1. Centrifuge 1.5 ml culture (13000 rpm x 1 min.).
2. Decant supernatant, leaving 50-100 μl together with the bacterial pellet.
3. Vortex to resuspend cells completely.
4. Add 300 μl of TENS. Make sure it goes straight into the tube and mix thoroughly with the bacteria. Vortex if needed.
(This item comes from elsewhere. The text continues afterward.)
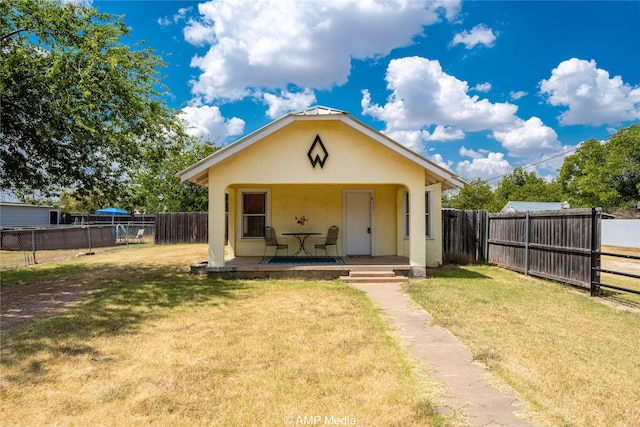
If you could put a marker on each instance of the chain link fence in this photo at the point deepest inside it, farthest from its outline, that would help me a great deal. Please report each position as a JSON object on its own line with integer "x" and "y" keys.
{"x": 22, "y": 247}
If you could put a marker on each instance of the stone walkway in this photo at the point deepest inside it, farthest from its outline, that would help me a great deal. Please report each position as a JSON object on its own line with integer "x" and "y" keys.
{"x": 468, "y": 390}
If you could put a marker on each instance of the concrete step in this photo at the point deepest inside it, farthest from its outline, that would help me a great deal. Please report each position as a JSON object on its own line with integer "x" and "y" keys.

5. Add 150 μl of 3M NaOAc pH 5.2 and mix by inversion ~6 times.
6. Centrifuge 13000 rpm x 3 min.7. Pour supernatant into a new tube. Add 1 ml of EtOH at -20ºC. Mix by inversion.
8. Centrifuge 13000 rpm x 3 min. Discard supernatant.
9. Rinse pellet with 70% EtOH. Centrifuge 13000 rpm x 1 min. Discard supernatant.
10. Centrifuge 13000 rpm x 10 seconds. Remove as much as you can using a pipette.
11. Leave tubes opened in a 37ºC chamber for 2-3 min.
12. Resusped in 20 μl of TE + RNaseA (10μg/ml working concentration).
13. Incubate 15-20 min. at 37ºC and store at -20ºC.
• TENS solution: 10 mM Tris-HCl pH 8, 1 mM EDTA, 0.1 M NaOH, 0.5% SDS.